Story Slam, 2016

In 2016, I participated in a story slam hosted by TMI Project. On the illustrious stage of Kingston, NY’s, now-defunct BSP, I shared this tale on the assigned theme: Prince Tribute! I did my man proud and tied for first with a fellow MPLS native.

“Dear Dad: Things didn’t work out quite like I wanted them to. Sometimes I feel like I’m gonna explode.”

Those are the opening words of what Prince song?

“Can’t Stop This Feeling I Got.” Track 1, Graffiti Bridge. The year is 1990. I’m a Junior in High School. The song is playing on my girlfriend, Connie’s stereo. We are listening to the cassette that I made her. See, Connie had passed me a note in French class. “Do you have the new Prince album?” I taped it for her from my CD. Then we started dating.

Now we are upstairs, in bed. In her mother’s bed, to be exact. Nobody is home, and Connie’s mother will not be home all weekend. Connie’s mother is away on vacation with her boyfriend Rusty, who drives a truck and runs pig farms.

Now we are listening to it on the tape deck to the living room stereo. It has two big speakers. We have it on loud so we’ll hear it all the way upstairs. Where we are in bed. Trying lose our virginity.

The only problem is, it’s taking a long time to accomplish this.

Like, a really long time.

Okay, let me just come right out and say it: it’s taking a long time because I’m not sure, like, where it goes. I’m struggling with that. The bedroom is dark, and I’m going by feel. Meanwhile, Prince is singing “Tick-Tick Bang.”

“If I ever getcha, ever getcha, there’s no telling how long I’d last…” 

Prince is singing that, but I’m nervous. No telling how long? It’s already been, like, an hour, and I can’t really seal the deal. There’s tick, tick, but there’s no…

Because even though I listen to Prince all the time, and I’ve learned everything I know about sex from him, it’s not happening quite like I thought it would. I thought it would go like a Prince song lyric—like, maybe, “Temptation,” from Around the World in a Day.

“Working my body, working my body…”

That’s Prince. But it’s not going like that at all for me. And getting this monumental act wrong is making me nervous, and so, at times, to quote another Prince lyric, it’s kind of “trying to play pool with a rope.”

I have arrived at Erotic City, population 2, but I am lost.

But the good news is, Graffiti Bridge is playing in a tape player that has auto-repeat. When Side A finishes, it goes to B. And when B finishes, we just keep at it. And it kind of plateaus at heavy petting. For several hours. While Prince fills the house with sexy vibes, power spirit ballads about lasting love, like, “Still Would Stand All Time.” And nasty funk jams with George Clinton. “I’m testing positive / for the funk!” And songs by guest artists like The Time doing “Love Machine,” in which Morris Day raps about his extreme sexual competence.

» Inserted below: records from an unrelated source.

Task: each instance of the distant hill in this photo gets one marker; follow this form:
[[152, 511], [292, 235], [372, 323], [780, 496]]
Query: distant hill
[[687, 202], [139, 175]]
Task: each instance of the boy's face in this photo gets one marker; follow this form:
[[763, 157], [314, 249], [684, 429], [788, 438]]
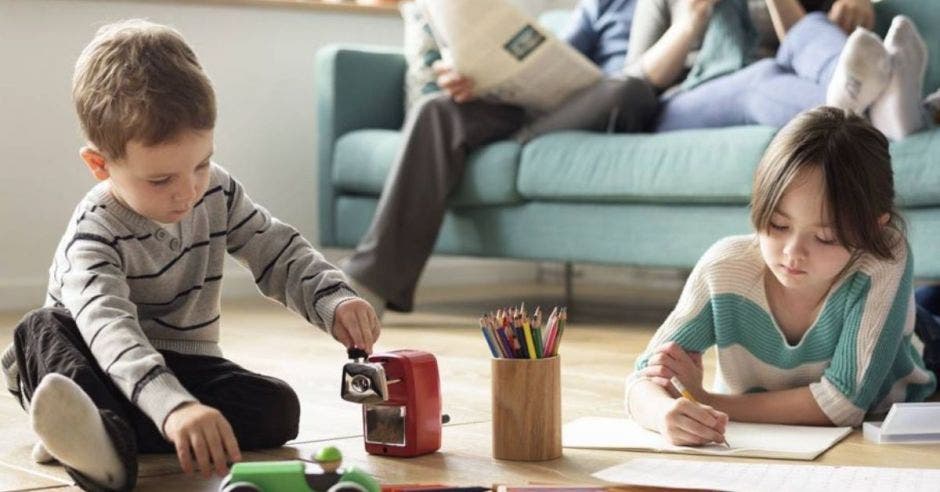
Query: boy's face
[[800, 248], [161, 182]]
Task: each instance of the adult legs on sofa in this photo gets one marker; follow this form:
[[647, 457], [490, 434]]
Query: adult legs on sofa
[[768, 92], [439, 135]]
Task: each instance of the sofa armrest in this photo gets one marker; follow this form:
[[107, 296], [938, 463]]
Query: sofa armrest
[[357, 87]]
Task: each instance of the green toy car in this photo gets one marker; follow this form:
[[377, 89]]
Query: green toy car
[[299, 476]]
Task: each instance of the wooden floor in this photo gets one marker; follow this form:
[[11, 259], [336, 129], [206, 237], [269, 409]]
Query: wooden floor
[[599, 348]]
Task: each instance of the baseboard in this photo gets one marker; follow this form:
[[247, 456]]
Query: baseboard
[[23, 294]]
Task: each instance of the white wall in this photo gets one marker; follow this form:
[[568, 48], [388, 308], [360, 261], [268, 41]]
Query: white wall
[[261, 61]]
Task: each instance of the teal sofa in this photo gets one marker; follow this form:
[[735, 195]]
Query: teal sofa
[[656, 200]]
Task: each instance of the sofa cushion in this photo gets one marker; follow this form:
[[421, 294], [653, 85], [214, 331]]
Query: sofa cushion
[[363, 158], [916, 161], [700, 166]]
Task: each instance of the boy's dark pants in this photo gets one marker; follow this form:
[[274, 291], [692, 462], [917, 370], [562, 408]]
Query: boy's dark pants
[[264, 411]]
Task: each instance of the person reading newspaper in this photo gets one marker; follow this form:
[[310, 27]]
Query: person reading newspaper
[[444, 128]]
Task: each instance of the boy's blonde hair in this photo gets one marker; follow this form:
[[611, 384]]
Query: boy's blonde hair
[[856, 167], [138, 80]]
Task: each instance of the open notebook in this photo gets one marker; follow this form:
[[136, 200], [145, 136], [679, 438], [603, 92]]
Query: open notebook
[[746, 440]]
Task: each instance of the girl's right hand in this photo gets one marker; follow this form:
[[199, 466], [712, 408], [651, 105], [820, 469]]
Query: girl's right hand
[[687, 423]]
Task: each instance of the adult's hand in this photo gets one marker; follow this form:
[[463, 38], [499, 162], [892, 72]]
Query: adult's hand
[[695, 14], [202, 434], [849, 14], [459, 88]]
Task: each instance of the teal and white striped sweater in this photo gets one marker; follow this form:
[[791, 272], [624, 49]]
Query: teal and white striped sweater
[[860, 355]]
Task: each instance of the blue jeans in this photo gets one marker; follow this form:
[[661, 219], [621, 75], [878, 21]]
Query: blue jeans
[[768, 92], [927, 324]]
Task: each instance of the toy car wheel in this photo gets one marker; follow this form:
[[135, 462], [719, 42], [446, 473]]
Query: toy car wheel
[[347, 487], [240, 487]]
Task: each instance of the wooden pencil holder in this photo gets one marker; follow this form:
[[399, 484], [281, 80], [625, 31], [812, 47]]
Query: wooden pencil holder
[[527, 409]]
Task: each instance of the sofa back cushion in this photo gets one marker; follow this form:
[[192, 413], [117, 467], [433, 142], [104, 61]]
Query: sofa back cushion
[[697, 166]]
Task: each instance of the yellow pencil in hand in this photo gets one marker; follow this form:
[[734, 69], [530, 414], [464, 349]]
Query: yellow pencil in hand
[[685, 393]]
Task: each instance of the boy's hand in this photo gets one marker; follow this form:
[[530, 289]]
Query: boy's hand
[[356, 325], [202, 433], [669, 360], [459, 88], [686, 423], [849, 14]]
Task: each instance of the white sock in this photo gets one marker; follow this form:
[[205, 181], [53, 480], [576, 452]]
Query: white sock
[[862, 73], [897, 113], [40, 454], [70, 427]]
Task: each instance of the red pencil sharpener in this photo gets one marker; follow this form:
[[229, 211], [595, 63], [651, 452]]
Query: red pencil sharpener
[[400, 393]]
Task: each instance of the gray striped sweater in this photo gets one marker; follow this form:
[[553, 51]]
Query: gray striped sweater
[[134, 288]]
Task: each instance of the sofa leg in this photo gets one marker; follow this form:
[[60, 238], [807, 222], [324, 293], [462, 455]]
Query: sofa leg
[[569, 285]]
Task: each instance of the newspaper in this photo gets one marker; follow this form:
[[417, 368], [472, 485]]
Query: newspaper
[[509, 57]]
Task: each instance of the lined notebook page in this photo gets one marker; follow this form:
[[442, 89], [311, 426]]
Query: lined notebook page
[[746, 440], [757, 477]]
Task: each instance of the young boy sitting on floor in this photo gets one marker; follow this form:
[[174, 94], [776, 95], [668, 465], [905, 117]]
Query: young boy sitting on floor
[[124, 356]]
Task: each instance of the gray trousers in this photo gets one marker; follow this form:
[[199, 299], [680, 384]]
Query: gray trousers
[[439, 134]]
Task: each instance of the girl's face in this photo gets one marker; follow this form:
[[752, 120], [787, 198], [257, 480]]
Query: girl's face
[[800, 247]]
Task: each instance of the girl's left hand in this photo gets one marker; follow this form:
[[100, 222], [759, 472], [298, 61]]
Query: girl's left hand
[[669, 360]]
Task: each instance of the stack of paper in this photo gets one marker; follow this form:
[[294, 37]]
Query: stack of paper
[[907, 423], [746, 440], [759, 477]]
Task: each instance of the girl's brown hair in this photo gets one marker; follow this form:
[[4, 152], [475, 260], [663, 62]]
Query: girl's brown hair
[[856, 167], [138, 80]]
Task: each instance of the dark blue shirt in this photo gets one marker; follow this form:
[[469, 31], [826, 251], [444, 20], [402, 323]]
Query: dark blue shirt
[[600, 30]]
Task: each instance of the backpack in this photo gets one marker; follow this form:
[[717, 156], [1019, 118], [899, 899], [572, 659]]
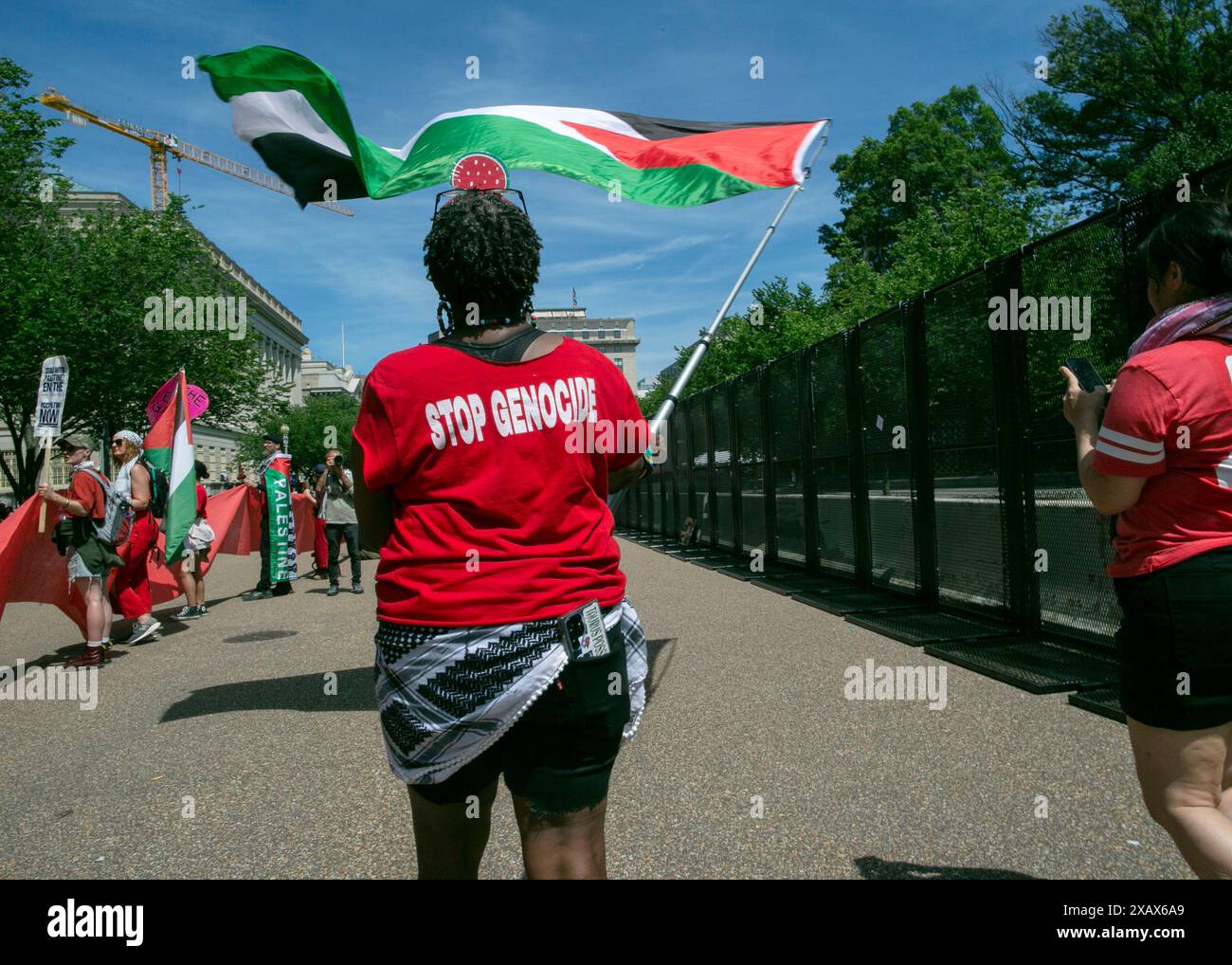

And every time GB starts again: … “Dear Dad. Things didn’t work out quite like I wanted them to. Sometimes I feel like I’m gonna explode.”

You know—I’m 17. I’ve got hormones surging. Connie is 17, and feels a lot like a 17-year-old with lipstick and tons of hair spray. I’m excited, I’m stymied. But because of my ineptitude … I can’t really park the car in the garage, knowwhatimean….and that brings discomfort. I know, this is a family show, so I’ll only that the cover of Graffiti Bridge features some sky that is blue.

Hour after hour this goes on.

Dear Dad: Things didn’t work out. [wincing] ….sometimes…. explode!

We must have heard the album like, 8 times. We were having bad teenage awkward sex with no manual and no one to ask for help. It was a good time, but I admit, I was not really living up to Prince-ian ideals, sexually speaking.

Let’s admit it, we’re all here tonight because we’re Prince fans. We all wanted our sex life to be like a Prince song—full of instant attraction, “every living fantasies.” Full of poetic euphemisms for oral sex.

We all wanted to wear lingerie to a restaurant.

“Lay your pretty body / against a parking meter

strip your dress like I was stripping a Peter, Paul’s almond joy

Lemme show you baby I’m a talented boy.”

Oh, yeah. I totally am built to have impromptu sex on a parking meter.

In the end, we didn’t have sex that night. And Connie, bless her heart, never said, like, “What the hell happened?! How could you not know how to put your thing in my thing?” She said nothing, and enjoyed the night, and on another occasion, we succeeded in deflowering each other.

And that’ a great lesson for life, from Prince. Sometimes in our lives, things don’t work out like we planned. But we don’t need to explode about it. We can explode later.